High-redshift metallicity calibrations for JWST spectra: insights from line emission in cosmological simulations

Abstract

Optical emission-line ratios are traditionally used to estimate gas metallicities from observed galaxy spectra. While such estimators have been calibrated primarily at low redshift, they are commonly used to study high-redshift galaxies, where their applicability may be questioned. We use comprehensive emission-line catalogues of galaxies from the IllustrisTNG simulation including ionization by stars, active nuclei and shocks to reassess the calibrations of both optical and ultraviolet metallicity estimators at redshifts 0 ≥ z ≥ 8. For present-day galaxies, the predicted optical-line calibrations are consistent with previously published ones, while we find different ultraviolet-line ratios, such as HeIIλ1640/CIII]λ1908, to provide powerful metallicity diagnostics. At fixed metallicity, most emission-line ratios are predicted to strongly increase or decrease with redshift (with the notable exception of N2O2=[NII]λ6584/[OII]λ3727), primarily because of a change in ionization parameter.
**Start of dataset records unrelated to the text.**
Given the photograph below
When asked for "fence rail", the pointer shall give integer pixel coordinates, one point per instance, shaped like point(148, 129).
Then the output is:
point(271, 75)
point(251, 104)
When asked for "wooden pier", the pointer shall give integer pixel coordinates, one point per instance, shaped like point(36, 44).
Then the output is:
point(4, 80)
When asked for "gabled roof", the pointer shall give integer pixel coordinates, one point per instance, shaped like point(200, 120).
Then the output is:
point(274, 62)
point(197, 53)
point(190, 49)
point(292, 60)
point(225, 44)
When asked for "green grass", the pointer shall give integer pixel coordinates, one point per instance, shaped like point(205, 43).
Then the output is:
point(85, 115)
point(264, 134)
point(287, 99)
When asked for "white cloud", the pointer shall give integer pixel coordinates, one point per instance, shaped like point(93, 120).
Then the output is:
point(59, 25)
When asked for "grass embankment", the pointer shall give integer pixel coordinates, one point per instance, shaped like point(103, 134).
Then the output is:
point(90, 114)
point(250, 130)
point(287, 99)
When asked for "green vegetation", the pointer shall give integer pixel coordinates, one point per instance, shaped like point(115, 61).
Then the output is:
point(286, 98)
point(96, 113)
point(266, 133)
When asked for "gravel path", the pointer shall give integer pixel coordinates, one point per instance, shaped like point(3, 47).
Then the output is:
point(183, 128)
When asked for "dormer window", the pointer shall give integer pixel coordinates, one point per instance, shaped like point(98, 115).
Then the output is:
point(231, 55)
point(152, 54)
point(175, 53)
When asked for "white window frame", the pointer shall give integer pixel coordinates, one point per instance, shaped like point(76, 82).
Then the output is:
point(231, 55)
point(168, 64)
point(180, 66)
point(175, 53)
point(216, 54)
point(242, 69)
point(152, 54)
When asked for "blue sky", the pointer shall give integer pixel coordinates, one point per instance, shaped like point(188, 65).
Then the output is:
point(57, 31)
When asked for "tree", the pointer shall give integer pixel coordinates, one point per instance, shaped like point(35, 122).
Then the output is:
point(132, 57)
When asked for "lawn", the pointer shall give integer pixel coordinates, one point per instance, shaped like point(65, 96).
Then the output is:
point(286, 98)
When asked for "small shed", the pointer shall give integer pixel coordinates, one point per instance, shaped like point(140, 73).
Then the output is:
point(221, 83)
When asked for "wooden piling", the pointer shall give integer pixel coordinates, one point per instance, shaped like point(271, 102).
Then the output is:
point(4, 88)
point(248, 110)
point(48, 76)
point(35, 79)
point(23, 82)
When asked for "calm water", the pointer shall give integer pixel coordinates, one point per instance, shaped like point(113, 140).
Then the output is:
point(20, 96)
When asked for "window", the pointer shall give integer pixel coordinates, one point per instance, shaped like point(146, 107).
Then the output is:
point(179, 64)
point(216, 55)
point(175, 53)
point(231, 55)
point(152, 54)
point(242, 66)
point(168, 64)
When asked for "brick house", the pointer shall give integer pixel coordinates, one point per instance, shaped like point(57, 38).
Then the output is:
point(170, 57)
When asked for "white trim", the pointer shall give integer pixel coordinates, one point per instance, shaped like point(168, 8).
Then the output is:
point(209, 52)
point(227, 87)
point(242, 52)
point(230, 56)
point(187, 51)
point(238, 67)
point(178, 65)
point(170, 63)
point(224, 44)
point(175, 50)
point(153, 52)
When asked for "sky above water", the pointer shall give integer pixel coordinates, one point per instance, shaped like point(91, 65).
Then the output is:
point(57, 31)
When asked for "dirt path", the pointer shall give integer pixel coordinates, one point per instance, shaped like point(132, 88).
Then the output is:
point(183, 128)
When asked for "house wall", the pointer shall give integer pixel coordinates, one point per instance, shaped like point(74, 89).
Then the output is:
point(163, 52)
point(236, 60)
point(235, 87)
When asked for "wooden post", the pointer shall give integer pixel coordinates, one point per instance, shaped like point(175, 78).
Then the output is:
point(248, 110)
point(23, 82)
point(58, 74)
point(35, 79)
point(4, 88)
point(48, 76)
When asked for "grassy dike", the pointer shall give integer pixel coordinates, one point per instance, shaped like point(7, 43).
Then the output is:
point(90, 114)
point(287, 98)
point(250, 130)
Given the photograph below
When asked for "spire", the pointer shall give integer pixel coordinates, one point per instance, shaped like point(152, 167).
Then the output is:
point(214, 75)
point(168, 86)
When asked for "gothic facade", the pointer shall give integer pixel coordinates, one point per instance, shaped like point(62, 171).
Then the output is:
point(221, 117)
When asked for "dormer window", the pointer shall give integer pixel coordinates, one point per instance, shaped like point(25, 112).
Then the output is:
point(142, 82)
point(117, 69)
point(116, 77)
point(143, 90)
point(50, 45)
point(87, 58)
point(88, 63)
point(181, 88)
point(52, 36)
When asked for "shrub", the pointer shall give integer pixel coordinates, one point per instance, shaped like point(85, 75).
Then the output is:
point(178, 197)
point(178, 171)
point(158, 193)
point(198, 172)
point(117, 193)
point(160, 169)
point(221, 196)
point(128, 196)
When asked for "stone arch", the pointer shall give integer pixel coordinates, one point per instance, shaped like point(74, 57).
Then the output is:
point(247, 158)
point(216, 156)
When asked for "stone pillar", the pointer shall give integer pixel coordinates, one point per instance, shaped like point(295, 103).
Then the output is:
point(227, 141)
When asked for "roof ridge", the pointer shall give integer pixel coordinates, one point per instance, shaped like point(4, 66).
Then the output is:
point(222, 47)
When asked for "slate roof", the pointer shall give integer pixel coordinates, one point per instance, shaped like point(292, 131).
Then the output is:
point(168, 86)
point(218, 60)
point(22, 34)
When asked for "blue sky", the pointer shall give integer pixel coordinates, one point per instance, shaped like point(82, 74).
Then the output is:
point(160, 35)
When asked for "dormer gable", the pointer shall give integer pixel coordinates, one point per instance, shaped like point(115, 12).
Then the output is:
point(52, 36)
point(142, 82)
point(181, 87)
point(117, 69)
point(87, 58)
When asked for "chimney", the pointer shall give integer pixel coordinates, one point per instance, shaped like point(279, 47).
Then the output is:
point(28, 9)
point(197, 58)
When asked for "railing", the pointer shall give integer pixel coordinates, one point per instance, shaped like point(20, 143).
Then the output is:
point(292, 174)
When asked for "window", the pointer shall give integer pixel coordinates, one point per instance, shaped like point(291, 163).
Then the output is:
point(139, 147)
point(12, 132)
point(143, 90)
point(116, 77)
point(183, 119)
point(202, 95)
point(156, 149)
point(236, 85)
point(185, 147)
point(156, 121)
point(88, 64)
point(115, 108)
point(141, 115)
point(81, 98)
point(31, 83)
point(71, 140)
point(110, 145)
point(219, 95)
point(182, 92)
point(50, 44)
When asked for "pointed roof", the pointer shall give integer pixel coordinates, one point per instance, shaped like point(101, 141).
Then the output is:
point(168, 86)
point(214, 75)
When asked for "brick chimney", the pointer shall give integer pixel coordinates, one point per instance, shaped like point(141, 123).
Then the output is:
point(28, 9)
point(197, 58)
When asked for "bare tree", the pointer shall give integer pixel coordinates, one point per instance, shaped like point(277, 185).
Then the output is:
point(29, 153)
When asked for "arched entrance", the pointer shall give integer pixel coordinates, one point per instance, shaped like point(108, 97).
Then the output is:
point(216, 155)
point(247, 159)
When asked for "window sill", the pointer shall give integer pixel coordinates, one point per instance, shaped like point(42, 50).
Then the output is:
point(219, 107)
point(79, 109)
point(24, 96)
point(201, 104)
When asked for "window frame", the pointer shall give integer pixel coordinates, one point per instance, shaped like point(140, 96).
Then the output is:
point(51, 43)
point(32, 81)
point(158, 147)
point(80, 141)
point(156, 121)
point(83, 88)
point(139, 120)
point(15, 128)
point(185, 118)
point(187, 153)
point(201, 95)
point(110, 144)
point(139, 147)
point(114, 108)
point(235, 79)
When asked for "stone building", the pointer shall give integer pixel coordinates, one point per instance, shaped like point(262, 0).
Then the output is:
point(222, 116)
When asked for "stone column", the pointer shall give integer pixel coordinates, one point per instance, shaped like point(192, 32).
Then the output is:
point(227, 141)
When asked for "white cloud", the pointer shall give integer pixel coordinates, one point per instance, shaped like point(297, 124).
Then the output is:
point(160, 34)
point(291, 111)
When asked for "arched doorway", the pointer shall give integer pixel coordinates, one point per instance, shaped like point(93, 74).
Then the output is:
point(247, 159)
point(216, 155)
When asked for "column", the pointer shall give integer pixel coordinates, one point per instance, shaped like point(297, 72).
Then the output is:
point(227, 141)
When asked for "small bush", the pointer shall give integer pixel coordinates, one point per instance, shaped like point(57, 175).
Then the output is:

The predicted dependence of R3=[OIII]λ5007/Hβ and R23=([OII]λ3727+[OIII]λλ4959,5007)/Hβ, and to a slightly lesser extent R2=[OII]λ3727/Hβ and O32=[OIII]λ5007/[OII]λ3727, on O abundance for galaxies at z=4-8 agrees remarkably well with Te-based measurements in 14 galaxies observed with JWST. This success leads us to provide new calibrations of optical and ultraviolet metallicity estimators specifically designed for galaxies at z > 4, to guide interpretations of future, high-redshift spectroscopic surveys. We further demonstrate that applying classical z = 0 calibrations to high-redshift galaxies can bias O-abundance estimates downward by up to 1 dex, leading to the conclusion of a stronger evolution of the mass-metallicity relation than the actual one.